In our own time, women throughout the Muslim world are fighting for their rights, and with in the Catholic Church there are demands for greater equity for women.
The historical record shows that there were indeed times when women walked side by side with men within their shared faith traditions. Sally Armstrong argues that what existed before can exist again.
Lecture 4 in Montreal: When the Patriarchy Meets the Matriarchy
The waves of populism across the world harken back to an imagined golden age, when everyone knew their "proper" role in society, when woman's place was in the kitchen — so it's no coincidence that women's rights and status are under intense threat.
The populists are taking aim at many of the gains of women at the same time that women are seizing new opportunities for a new kind of social mobility.
Women have been trying to move the dial on equal rights for thousands of years.
The prehistoric handprints on cave walls were often made by female hands — women and girls were often the artists. And right up through the #metoo movement, the impetus has been the same: women presenting, and representing, themselves.
There's a recent movement to have 30% of women on corporate boards, an initiative which has had spotty success. But 2019 CBC Massey Lecturer Sally Armstrong says movements like these are the only way to look forward.

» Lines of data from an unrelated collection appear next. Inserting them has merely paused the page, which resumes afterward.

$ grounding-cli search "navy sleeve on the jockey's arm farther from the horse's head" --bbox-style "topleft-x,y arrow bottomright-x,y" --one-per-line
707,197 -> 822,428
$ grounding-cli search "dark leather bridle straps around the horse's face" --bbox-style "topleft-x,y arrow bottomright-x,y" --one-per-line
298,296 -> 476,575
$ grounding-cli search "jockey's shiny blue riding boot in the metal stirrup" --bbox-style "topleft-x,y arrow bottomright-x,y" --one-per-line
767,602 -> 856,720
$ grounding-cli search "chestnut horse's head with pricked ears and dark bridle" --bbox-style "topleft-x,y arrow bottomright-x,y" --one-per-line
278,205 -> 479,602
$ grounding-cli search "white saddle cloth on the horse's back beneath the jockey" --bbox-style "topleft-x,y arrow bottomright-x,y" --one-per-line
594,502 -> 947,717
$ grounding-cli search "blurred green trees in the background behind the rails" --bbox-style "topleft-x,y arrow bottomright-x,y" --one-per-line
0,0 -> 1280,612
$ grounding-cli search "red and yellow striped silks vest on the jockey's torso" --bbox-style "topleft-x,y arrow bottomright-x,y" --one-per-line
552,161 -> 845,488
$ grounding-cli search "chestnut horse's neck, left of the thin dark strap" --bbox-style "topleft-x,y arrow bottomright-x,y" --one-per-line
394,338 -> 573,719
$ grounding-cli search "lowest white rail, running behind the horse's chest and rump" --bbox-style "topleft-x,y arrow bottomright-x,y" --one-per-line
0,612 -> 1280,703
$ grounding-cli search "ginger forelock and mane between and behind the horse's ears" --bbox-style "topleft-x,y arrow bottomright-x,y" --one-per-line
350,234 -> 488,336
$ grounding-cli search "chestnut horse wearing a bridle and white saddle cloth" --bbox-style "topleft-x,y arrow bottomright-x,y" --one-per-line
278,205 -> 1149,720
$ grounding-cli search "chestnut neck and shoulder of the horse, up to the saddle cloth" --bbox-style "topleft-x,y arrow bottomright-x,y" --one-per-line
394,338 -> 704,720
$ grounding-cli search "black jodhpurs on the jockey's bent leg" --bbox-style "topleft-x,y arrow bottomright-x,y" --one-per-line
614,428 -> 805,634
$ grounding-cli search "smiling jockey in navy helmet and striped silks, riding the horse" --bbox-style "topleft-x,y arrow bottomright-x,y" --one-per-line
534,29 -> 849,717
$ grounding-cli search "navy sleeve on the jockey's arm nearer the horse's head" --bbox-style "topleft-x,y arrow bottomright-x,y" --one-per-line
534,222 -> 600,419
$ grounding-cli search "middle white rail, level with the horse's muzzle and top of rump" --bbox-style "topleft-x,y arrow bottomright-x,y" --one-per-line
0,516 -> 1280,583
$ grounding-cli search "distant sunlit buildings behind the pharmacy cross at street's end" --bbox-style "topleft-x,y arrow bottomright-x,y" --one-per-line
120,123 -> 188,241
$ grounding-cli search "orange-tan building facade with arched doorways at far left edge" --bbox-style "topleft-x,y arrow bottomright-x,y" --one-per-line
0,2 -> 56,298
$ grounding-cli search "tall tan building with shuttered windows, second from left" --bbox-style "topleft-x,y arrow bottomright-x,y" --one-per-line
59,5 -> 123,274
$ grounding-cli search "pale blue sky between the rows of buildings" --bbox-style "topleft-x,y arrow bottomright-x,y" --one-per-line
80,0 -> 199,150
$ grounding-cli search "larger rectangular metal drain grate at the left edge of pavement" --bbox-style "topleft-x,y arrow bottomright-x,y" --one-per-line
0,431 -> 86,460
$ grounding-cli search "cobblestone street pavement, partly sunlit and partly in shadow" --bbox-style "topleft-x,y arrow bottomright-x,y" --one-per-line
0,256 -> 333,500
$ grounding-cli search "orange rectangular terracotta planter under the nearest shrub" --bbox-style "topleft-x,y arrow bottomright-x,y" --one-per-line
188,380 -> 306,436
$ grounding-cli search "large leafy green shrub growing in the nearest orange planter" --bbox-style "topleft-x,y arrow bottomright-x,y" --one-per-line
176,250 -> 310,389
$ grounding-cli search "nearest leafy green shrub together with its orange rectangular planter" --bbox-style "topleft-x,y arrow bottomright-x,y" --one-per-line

"Some say this improved status quo for women cannot last, that all it will take is a natural disaster like an earthquake, a tsunami, a famine — or even an economic depression — for the gains made by women to come undone," says Armstrong in her Massey Lectures, Power Shift: The Longest Revolution.

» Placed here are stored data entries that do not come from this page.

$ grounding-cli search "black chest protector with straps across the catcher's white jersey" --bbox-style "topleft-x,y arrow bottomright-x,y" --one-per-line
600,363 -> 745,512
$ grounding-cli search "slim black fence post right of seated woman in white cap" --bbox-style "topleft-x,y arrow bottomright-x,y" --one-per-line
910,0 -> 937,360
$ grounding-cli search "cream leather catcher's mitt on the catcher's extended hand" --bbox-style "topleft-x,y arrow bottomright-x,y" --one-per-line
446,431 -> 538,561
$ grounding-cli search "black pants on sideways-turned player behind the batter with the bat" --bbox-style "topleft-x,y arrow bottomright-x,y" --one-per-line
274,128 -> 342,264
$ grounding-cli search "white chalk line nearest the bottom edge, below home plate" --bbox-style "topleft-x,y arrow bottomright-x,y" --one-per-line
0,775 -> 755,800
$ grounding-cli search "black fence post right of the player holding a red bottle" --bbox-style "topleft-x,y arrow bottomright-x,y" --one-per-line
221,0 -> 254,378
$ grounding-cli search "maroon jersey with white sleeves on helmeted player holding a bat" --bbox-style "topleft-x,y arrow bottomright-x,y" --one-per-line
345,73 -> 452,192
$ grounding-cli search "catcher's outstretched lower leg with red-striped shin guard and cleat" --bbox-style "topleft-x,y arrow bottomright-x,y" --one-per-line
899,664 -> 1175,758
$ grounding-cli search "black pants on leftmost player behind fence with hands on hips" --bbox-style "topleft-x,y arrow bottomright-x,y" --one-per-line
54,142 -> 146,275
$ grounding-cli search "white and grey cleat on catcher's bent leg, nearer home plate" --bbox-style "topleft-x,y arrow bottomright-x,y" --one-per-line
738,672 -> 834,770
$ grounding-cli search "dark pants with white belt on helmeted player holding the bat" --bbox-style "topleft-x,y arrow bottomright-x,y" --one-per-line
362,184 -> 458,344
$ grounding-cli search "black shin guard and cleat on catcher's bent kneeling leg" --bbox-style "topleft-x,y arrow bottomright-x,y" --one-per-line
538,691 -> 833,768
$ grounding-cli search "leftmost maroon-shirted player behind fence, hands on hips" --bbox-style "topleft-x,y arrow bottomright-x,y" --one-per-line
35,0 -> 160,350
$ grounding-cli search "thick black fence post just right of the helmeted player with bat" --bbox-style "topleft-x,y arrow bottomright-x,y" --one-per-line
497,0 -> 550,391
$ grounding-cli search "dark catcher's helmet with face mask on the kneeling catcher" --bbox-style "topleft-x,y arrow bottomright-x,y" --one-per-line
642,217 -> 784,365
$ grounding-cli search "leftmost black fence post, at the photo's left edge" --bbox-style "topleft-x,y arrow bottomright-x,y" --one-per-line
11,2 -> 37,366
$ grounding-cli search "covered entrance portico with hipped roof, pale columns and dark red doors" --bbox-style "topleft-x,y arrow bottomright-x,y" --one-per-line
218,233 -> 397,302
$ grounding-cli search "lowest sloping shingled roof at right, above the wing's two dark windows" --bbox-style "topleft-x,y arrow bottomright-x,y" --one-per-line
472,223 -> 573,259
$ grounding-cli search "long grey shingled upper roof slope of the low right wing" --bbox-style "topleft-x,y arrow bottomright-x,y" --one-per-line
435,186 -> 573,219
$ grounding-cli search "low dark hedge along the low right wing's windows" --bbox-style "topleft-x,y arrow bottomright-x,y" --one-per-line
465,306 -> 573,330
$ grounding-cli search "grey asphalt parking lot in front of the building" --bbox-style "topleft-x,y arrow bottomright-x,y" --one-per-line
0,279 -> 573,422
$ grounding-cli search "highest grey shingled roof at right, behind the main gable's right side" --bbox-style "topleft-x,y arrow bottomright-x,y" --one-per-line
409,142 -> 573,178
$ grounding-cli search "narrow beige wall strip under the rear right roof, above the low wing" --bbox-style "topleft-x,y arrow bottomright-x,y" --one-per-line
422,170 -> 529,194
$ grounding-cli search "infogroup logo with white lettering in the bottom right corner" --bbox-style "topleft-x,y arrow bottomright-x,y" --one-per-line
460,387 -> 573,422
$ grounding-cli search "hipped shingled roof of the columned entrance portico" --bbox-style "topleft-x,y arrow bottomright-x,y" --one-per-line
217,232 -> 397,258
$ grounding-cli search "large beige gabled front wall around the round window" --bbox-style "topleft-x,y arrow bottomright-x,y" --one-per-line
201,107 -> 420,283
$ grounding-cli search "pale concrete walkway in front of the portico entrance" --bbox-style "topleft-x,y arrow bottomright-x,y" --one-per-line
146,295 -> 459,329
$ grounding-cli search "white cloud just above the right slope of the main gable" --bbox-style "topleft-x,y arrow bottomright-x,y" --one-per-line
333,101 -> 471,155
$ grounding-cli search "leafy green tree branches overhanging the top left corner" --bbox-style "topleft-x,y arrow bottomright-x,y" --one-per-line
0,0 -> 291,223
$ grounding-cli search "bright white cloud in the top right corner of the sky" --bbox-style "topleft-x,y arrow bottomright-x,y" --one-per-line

"I disagree. I believe the emancipation movement is beyond that. In fact, the disruption itself — the social disruption that calls out the old boys' club, the economic disruption that seems more women running for office than ever before — is reordering the way we live our lives. And that's the formula that created this power shift," asserts Armstrong.
Lecture 5 in Toronto: Shifting Power
There's a long road ahead to true equality but signs are looking good, according to CBC Massey Lecturer, Sally Armstrong.
In the final lecture, she looks to the future — one where women's skills are depended upon and their abilities are recognized.
"This is our time. This is our hour," Armstrong said.
Many challenges need to be addressed, even with sexual harassment getting in the way, and there's going to be pushback from those who fear change.
But this shift in power as we move forward relies on men and women walking together, says Armstrong.
Women all over the world are demanding a better, more equitable place beside men — and they need men to stand by their side.
That's the final message of Power Shift: The Longest Revolution.
The CBC Massey Lectures is a partnership between CBC, House of Anansi Press and Massey College in the University of Toronto.
The lectures are named in honour of Vincent Massey, the first Canadian-born Governor General of Canada. Since their creation by the CBC in 1961, the Massey Lectures have established their place as a Canadian institution and become an annual highlight of our cultural life. The five talks provide a forum on radio where contemporary thinkers can explore important issues of our time.
Former speakers include Martin Luther King Jr., Margaret Atwood and Stephen Lewis. Presently, the lecturers are all Canadian, and the series is recorded on a cross-Canada tour. The book of the Massey Lectures is published by House of Anansi Press.